🤖 AI Summary
This work investigates the role of stochastic gradient descent (SGD) noise in the training dynamics of deep linear networks as they traverse between saddle points. By modeling SGD as a stochastic Langevin dynamics with state-dependent, anisotropic noise and invoking weight alignment and balancing assumptions, the high-dimensional dynamics are decomposed into a set of mode-wise one-dimensional stochastic differential equations. The study provides the first precise characterization of mode-wise evolution under SGD, revealing how noise encodes progress in feature learning without altering the overall dynamical structure. Theoretical analysis shows that, in the absence of noise, the stationary distribution across modes aligns with gradient flow dynamics, whereas with noise it approximates a Boltzmann distribution. Experimental results confirm the qualitative validity of these findings even under non-ideal conditions.
📝 Abstract
Deep linear networks (DLNs) are used as an analytically tractable model of the training dynamics of deep neural networks. While gradient descent in DLNs is known to exhibit saddle-to-saddle dynamics, the impact of stochastic gradient descent (SGD) noise on this regime remains poorly understood. We investigate the dynamics of SGD during training of DLNs in the saddle-to-saddle regime. We model the training dynamics as stochastic Langevin dynamics with anisotropic, state-dependent noise.
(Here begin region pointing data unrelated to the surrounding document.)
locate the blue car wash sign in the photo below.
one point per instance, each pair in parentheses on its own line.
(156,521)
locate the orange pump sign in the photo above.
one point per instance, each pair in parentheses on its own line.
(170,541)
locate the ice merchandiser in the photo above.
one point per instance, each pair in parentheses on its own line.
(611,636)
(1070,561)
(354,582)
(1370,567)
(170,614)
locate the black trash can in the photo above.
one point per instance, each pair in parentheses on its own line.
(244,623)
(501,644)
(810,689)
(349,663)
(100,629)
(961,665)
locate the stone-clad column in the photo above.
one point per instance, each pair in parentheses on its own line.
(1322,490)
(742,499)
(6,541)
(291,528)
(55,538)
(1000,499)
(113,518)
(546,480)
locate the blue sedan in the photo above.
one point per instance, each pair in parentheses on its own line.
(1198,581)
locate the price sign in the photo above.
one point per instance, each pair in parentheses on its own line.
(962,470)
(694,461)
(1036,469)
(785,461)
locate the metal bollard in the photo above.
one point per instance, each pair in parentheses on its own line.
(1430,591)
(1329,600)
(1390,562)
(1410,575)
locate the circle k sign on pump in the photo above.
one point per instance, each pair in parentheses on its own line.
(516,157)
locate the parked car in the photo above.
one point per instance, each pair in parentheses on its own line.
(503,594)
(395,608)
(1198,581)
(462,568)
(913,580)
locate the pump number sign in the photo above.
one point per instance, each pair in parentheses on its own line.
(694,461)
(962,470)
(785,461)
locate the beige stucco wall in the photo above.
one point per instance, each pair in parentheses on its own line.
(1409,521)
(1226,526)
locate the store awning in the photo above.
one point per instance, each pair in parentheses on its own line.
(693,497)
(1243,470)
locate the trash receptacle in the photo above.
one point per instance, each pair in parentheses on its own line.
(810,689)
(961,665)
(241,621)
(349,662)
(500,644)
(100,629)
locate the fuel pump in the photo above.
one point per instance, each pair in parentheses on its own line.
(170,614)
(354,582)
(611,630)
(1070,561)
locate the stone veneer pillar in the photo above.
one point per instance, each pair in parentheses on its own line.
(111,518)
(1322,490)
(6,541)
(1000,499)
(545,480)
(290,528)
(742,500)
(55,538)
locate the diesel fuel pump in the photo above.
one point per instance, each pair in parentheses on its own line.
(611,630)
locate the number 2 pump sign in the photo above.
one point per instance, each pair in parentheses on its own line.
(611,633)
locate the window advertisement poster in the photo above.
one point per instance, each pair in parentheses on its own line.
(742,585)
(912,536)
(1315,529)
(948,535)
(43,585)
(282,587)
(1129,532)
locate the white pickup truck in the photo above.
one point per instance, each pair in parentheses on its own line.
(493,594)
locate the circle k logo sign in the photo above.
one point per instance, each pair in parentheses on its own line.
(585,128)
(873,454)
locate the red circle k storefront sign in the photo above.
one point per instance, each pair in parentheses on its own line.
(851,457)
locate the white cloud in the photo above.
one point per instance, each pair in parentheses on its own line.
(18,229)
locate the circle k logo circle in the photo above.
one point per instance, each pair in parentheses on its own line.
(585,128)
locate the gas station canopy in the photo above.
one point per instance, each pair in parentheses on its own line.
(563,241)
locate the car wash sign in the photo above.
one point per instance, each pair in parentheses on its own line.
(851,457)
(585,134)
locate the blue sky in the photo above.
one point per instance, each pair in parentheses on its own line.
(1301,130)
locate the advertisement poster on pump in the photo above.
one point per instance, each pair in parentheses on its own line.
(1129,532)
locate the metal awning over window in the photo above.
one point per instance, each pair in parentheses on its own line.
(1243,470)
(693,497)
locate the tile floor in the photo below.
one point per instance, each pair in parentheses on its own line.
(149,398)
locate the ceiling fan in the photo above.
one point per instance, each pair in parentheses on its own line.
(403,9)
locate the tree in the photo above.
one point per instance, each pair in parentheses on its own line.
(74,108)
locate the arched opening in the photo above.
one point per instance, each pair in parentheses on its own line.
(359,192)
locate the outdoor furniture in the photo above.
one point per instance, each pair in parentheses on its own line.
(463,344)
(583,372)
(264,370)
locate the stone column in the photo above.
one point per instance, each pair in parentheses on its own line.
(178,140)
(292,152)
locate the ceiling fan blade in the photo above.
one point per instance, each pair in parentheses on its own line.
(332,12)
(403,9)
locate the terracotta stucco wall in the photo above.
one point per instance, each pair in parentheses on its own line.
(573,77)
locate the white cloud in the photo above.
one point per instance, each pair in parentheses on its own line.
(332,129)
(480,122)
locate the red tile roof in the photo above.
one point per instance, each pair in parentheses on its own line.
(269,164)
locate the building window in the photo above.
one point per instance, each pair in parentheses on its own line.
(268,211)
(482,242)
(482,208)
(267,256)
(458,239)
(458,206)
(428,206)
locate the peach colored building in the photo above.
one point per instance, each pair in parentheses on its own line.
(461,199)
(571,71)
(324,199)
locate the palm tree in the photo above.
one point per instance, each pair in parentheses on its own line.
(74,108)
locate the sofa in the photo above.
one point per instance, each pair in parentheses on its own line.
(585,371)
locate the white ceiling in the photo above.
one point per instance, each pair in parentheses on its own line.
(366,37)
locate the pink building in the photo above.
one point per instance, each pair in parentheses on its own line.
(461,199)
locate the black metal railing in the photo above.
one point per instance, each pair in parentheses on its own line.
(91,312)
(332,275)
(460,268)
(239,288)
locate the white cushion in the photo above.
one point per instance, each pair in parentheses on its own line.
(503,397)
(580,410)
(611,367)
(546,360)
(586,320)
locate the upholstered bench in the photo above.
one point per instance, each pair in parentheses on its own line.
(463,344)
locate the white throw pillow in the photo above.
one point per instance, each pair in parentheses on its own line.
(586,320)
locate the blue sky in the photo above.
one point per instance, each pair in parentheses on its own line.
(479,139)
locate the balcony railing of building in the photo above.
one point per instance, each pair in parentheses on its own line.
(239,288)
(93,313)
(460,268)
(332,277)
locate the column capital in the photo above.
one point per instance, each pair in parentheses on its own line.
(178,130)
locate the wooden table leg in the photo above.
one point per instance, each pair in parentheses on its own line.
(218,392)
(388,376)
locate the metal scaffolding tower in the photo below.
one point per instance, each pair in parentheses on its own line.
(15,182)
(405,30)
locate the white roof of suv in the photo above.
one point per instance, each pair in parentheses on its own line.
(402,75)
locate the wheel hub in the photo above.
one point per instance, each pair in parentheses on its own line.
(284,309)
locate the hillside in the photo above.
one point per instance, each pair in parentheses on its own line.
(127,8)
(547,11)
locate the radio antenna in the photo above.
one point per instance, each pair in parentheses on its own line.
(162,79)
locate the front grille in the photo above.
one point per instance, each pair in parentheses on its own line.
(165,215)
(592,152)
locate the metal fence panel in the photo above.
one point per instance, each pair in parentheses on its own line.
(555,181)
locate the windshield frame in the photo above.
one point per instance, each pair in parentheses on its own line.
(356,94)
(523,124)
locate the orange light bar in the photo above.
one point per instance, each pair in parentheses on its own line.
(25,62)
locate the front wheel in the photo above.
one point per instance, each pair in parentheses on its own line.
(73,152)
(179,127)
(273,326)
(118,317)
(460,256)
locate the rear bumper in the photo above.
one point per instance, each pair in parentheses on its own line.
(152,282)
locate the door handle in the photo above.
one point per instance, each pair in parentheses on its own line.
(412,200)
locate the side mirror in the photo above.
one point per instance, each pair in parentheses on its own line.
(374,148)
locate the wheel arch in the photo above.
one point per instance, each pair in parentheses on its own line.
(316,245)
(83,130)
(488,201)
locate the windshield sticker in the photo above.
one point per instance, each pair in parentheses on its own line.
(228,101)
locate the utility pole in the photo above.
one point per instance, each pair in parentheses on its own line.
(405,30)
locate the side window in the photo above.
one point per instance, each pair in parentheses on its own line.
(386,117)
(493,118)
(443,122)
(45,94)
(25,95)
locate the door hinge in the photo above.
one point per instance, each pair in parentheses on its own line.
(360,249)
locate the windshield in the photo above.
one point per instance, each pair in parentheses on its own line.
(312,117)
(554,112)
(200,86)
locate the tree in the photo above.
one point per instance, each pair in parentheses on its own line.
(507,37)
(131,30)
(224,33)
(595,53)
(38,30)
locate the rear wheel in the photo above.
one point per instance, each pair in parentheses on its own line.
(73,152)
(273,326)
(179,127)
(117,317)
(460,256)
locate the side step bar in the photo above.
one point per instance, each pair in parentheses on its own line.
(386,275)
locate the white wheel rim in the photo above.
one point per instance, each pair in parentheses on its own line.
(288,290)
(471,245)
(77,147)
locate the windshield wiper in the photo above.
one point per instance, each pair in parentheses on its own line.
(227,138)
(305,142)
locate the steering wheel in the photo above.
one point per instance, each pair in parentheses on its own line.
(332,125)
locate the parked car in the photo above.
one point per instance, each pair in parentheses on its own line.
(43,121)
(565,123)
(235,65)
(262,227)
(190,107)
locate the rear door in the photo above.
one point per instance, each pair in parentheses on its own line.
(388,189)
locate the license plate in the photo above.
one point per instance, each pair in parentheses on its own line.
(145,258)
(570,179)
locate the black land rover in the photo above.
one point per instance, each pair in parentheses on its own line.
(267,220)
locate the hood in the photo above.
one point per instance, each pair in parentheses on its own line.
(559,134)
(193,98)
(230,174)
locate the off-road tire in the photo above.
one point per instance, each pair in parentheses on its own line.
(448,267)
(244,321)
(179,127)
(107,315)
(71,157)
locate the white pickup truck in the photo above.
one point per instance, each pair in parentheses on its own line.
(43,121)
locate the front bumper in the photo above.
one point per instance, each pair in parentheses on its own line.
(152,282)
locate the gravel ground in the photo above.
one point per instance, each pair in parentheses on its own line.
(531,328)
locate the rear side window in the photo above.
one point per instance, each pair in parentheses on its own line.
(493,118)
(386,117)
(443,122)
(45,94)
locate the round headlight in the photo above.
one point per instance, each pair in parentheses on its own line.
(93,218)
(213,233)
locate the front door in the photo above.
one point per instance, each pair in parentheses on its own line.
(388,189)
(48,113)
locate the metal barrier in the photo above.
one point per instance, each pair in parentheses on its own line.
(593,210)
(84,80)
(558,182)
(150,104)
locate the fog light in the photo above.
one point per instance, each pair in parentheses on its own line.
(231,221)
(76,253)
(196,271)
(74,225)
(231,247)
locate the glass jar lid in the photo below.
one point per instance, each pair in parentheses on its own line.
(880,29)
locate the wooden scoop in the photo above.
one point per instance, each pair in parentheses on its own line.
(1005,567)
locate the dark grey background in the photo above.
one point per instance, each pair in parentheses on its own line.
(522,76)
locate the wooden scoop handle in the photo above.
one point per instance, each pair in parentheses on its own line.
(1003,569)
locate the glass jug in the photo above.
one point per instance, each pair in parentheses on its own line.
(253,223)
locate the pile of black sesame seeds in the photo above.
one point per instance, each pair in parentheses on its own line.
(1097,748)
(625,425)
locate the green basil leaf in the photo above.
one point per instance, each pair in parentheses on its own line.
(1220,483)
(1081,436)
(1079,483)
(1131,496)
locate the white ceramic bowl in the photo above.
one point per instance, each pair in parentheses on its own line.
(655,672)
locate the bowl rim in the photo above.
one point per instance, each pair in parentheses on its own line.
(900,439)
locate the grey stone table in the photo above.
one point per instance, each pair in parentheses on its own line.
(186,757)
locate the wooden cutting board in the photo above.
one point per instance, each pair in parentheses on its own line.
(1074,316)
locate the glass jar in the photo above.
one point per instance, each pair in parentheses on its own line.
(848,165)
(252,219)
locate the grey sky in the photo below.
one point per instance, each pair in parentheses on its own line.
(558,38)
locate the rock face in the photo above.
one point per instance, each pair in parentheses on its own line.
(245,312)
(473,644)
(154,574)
Under the assumption of aligned and balanced weights, we derive an exact decomposition of the dynamics into a system of one-dimensional per-mode stochastic differential equations. This establishes that the maximal diffusion along a mode precedes the corresponding feature being completely learned. We also derive the stationary distribution of SGD for each mode: in the absence of label noise, its marginal distribution along specific features coincides with the stationary distribution of gradient flow, while in the presence of label noise it approximates a Boltzmann distribution. Finally, we confirm experimentally that the theoretical results hold qualitatively even without aligned or balanced weights. These results establish that SGD noise encodes information about the progression of feature learning but does not fundamentally alter the saddle-to-saddle dynamics.